De Jonathan Liedl sur Catholic News Agency :
Le " catholicisme mondial " est-il une priorité absolue du Synode sur la synodalité ?
Les 364 participants au Synode sur la synodalité viennent du monde entier, mais ce n'est pas le cas des 50 candidats sélectionnés par le Pape François.
26 juillet 2023
Le "catholicisme mondial" est l'une des priorités du pape François, sans doute depuis le tout premier moment de son pontificat, lorsque le pape argentin nouvellement élu a déclaré aux personnes rassemblées sur la place Saint-Pierre le 13 mars 2013 que ses collègues cardinaux étaient "allés au bout du monde" pour trouver le nouvel évêque de Rome.
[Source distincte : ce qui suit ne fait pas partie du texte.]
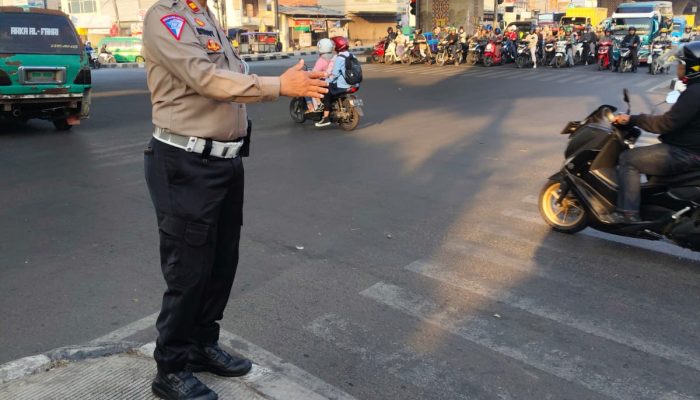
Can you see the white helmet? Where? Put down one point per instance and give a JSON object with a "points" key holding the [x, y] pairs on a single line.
{"points": [[325, 46]]}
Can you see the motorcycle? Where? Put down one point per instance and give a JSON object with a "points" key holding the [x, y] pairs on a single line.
{"points": [[560, 53], [475, 53], [93, 59], [446, 54], [657, 62], [395, 53], [346, 110], [604, 55], [509, 51], [625, 59], [491, 54], [549, 51], [583, 193], [524, 57], [414, 55], [578, 49], [378, 52], [106, 58]]}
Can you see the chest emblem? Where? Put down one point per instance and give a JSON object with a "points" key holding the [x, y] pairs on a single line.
{"points": [[193, 6], [212, 45], [174, 23]]}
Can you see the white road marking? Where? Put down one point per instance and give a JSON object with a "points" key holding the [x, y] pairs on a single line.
{"points": [[575, 368], [527, 216], [666, 84], [551, 312], [127, 330], [274, 377], [530, 199]]}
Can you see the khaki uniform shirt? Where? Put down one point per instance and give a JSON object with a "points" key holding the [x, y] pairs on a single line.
{"points": [[197, 81]]}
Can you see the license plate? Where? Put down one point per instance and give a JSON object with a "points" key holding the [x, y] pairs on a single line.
{"points": [[42, 76]]}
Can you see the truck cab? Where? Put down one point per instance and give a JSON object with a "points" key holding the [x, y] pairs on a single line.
{"points": [[44, 69]]}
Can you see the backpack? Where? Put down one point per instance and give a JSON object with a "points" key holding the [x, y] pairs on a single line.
{"points": [[353, 70]]}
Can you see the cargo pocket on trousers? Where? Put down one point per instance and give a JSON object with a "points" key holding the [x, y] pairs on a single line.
{"points": [[182, 251]]}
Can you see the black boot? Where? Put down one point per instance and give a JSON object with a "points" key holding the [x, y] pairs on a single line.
{"points": [[181, 386], [215, 360]]}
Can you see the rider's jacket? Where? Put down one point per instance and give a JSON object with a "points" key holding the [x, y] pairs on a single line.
{"points": [[680, 126], [631, 41]]}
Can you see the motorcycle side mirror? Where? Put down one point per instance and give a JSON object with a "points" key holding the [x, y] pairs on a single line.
{"points": [[672, 97], [626, 98]]}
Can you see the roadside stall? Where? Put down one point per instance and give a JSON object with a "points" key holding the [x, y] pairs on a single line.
{"points": [[257, 42]]}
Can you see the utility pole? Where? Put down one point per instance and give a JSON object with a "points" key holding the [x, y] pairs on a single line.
{"points": [[116, 15]]}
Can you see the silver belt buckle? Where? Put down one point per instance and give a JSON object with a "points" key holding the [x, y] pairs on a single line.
{"points": [[190, 144]]}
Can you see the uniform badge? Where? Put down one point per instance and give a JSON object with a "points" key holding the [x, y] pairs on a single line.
{"points": [[174, 23], [192, 5], [212, 45]]}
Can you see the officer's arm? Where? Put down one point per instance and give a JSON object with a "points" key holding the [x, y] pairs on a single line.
{"points": [[187, 59], [678, 117]]}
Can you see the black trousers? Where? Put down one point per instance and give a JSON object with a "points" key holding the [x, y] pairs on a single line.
{"points": [[199, 208]]}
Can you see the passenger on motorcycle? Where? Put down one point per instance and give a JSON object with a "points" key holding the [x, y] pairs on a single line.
{"points": [[679, 150], [632, 41], [687, 35], [592, 39], [337, 83], [323, 64], [420, 41], [463, 39], [532, 40], [390, 36], [452, 41]]}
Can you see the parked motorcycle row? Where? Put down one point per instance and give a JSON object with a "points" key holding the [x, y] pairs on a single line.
{"points": [[606, 54]]}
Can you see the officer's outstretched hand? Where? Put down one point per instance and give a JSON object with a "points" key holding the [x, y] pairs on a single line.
{"points": [[295, 82]]}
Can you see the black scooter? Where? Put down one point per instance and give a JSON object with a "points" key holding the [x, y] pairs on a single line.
{"points": [[584, 192]]}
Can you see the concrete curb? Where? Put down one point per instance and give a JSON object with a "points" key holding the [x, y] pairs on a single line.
{"points": [[245, 57], [43, 362]]}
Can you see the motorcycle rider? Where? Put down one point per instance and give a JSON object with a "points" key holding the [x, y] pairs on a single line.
{"points": [[463, 37], [687, 35], [592, 39], [390, 36], [452, 41], [679, 131], [420, 41], [532, 40], [632, 41], [338, 85], [325, 56]]}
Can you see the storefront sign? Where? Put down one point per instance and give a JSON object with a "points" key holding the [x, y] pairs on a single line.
{"points": [[318, 25]]}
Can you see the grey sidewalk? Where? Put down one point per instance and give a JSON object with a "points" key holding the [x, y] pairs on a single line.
{"points": [[124, 371], [249, 57]]}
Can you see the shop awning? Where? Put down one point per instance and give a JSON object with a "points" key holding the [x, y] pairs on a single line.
{"points": [[311, 12]]}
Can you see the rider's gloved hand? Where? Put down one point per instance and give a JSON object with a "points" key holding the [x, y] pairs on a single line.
{"points": [[622, 119]]}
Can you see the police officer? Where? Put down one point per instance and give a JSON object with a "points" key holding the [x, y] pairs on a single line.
{"points": [[199, 87]]}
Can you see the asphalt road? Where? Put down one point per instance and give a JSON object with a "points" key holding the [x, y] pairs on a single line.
{"points": [[405, 260]]}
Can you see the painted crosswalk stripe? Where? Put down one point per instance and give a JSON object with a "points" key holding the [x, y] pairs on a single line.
{"points": [[576, 367]]}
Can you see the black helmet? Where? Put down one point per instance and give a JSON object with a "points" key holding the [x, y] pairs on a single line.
{"points": [[689, 54]]}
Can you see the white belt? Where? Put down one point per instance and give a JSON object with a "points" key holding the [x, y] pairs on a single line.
{"points": [[193, 144]]}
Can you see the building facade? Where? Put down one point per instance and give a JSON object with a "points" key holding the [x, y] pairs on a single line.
{"points": [[466, 13]]}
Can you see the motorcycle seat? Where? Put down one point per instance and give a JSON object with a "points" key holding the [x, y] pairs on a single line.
{"points": [[690, 178]]}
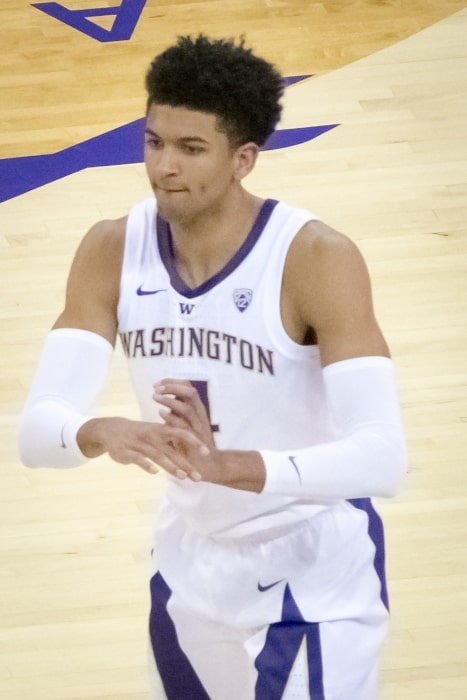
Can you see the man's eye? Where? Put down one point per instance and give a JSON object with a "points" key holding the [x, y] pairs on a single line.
{"points": [[152, 142], [192, 150]]}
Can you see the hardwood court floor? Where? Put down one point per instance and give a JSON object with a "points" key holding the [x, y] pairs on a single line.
{"points": [[393, 175]]}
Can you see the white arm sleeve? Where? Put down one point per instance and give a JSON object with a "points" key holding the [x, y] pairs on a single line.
{"points": [[367, 458], [71, 372]]}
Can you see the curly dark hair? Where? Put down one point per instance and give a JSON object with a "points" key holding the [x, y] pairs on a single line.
{"points": [[220, 77]]}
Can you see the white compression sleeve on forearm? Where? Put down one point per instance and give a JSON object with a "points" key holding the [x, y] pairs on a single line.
{"points": [[71, 372], [367, 458]]}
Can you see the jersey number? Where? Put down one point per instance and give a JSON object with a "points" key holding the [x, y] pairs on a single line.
{"points": [[202, 389]]}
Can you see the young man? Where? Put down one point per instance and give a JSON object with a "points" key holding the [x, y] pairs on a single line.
{"points": [[266, 392]]}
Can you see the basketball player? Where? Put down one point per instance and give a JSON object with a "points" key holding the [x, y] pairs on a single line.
{"points": [[266, 392]]}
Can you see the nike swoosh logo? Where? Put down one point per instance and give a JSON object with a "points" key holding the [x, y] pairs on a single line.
{"points": [[144, 292], [262, 589]]}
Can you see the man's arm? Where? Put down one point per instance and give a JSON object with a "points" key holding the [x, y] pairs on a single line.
{"points": [[57, 428]]}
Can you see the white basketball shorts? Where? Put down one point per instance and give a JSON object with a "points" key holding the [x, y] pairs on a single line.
{"points": [[301, 616]]}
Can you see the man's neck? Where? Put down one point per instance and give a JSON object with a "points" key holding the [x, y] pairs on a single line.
{"points": [[202, 247]]}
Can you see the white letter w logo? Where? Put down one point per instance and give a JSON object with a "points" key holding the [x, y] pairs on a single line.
{"points": [[186, 308]]}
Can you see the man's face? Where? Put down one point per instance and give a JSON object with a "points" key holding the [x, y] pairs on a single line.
{"points": [[190, 164]]}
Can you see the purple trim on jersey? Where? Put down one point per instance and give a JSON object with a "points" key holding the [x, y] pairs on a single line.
{"points": [[165, 243], [177, 674], [283, 640], [376, 532]]}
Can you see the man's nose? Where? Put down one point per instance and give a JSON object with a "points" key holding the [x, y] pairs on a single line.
{"points": [[166, 161]]}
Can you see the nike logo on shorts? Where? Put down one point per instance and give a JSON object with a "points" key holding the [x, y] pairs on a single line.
{"points": [[262, 588]]}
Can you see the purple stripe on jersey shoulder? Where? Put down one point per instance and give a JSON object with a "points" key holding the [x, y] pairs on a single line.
{"points": [[165, 243]]}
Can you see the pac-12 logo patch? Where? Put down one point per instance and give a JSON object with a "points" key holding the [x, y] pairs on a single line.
{"points": [[242, 298]]}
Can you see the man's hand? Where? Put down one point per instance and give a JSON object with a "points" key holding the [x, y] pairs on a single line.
{"points": [[184, 410], [142, 443]]}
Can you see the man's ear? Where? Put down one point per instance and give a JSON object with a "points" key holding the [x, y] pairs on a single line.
{"points": [[245, 159]]}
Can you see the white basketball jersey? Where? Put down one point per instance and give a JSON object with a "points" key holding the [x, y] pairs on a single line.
{"points": [[261, 389]]}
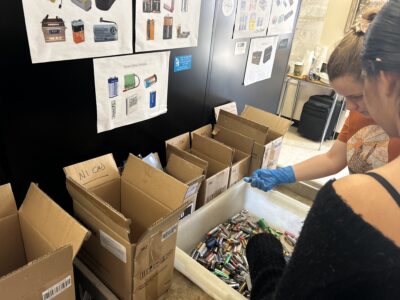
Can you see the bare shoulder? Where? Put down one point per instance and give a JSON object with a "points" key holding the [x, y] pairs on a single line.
{"points": [[352, 187]]}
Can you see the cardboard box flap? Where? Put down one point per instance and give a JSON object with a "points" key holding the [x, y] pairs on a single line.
{"points": [[243, 126], [12, 254], [182, 169], [233, 139], [203, 131], [154, 182], [154, 228], [187, 156], [80, 194], [34, 278], [7, 201], [212, 148], [275, 123], [94, 172], [181, 141], [56, 226]]}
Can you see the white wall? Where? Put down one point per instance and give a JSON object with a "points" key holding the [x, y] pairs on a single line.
{"points": [[321, 23]]}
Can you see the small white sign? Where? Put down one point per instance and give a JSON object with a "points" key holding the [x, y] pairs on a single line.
{"points": [[57, 289], [191, 190], [240, 48], [113, 246], [229, 107], [227, 7], [170, 231]]}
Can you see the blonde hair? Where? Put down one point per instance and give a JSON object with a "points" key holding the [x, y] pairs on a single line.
{"points": [[346, 57]]}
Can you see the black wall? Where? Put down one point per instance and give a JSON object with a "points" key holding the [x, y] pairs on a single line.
{"points": [[48, 111]]}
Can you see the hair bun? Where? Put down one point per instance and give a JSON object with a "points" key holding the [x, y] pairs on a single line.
{"points": [[365, 20]]}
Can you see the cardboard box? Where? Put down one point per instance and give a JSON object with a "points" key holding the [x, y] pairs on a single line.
{"points": [[241, 145], [133, 218], [188, 173], [277, 128], [278, 210], [265, 128], [39, 242], [219, 158], [88, 286]]}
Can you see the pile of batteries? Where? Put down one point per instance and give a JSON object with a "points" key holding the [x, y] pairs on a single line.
{"points": [[223, 249]]}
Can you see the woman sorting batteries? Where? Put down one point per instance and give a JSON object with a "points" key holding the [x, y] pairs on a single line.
{"points": [[362, 145], [349, 247]]}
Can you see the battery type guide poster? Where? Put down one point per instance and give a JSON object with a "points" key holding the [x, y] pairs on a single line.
{"points": [[73, 29], [283, 15], [252, 18], [130, 89], [261, 59], [166, 24]]}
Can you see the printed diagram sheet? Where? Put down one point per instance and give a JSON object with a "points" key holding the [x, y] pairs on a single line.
{"points": [[252, 18], [261, 59], [166, 24], [282, 17], [130, 89], [73, 29]]}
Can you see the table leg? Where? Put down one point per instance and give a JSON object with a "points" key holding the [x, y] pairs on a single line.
{"points": [[328, 120], [295, 99], [283, 99]]}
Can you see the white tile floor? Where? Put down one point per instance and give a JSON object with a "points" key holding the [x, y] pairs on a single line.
{"points": [[297, 148]]}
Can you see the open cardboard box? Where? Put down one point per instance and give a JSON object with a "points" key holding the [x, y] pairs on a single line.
{"points": [[279, 211], [265, 128], [219, 158], [133, 218], [39, 241], [188, 173], [242, 146]]}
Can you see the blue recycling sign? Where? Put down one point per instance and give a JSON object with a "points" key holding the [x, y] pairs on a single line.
{"points": [[182, 63]]}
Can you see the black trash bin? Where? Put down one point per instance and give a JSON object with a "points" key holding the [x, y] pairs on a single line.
{"points": [[314, 116]]}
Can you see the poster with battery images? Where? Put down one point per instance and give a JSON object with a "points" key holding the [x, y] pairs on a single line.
{"points": [[283, 15], [260, 60], [73, 29], [130, 89], [166, 24], [252, 18]]}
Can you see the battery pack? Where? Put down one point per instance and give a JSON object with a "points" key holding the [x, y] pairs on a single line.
{"points": [[84, 4], [106, 32]]}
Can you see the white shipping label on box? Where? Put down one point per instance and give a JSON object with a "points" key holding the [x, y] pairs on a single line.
{"points": [[191, 190], [57, 289], [113, 246], [170, 231]]}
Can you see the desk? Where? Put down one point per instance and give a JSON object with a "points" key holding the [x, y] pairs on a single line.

L'accent mis par le pape sur l'intégration de la diversité mondiale de la pensée et de la pratique catholiques dans la perspective de l'Église institutionnelle - et, inversement, son rejet d'un point de vue principalement occidental - s'est également traduit par des actions concrètes, notamment par le remaniement géographique du collège des cardinaux, qui a vu la représentation européenne passer de 52 % en 2013 à 40 % aujourd'hui.
Mais lorsqu'il s'agit de l'initiative peut-être la plus déterminante de ce pontificat, le prochain synode sur la synodalité, le "catholicisme mondial" est-il relégué au second plan par rapport à d'autres priorités ?
C'est une question apparemment étrange à poser, parce qu'une affirmation tout à fait différente - que le Synode sur la synodalité est une expression singulièrement significative du catholicisme mondial - est le point de discussion qui circule actuellement dans certains cercles institutionnels et journalistiques catholiques.
Certes, le synode réunira des participants du monde entier. Mais cela est autant dû à la nature du synode des évêques de 2023 qu'à un objectif unique et supplémentaire.
Sur les 364 membres votants, les évêques élus par leurs conférences épiscopales respectives (167) constituent le groupe démographique le plus important, le nombre de délégués par conférence étant déterminé par la taille du troupeau qu'ils servent - une pratique courante pour un synode des évêques. Par conséquent, à une époque où les populations catholiques d'Asie et d'Afrique représentent une proportion de plus en plus importante de l'Église universelle, ces lieux bénéficieront naturellement d'une représentation épiscopale significative lors d'un Synode des évêques.
De même, la diversité géographique des membres votants non évêques qui ont participé à l'étape continentale du processus synodal, un nouvel ajout au Synode sur la synodalité, était déjà intégrée dans la structure de la réunion d'octobre, puisque chacune des sept assemblées continentales a fourni une liste de possibilités au Pape, qui en a choisi 10 de chaque, pour un total de 70. Si l'on peut dire que certaines parties de la périphérie mondiale sont généreusement représentées dans certains cas (le Moyen-Orient et l'Océanie ont chacun 10 participants, soit autant que l'ensemble de l'Europe), on peut également affirmer le contraire (l'Afrique et l'Amérique latine n'ont que 10 représentants non évêques chacune, soit autant que la délégation du Canada et des États-Unis).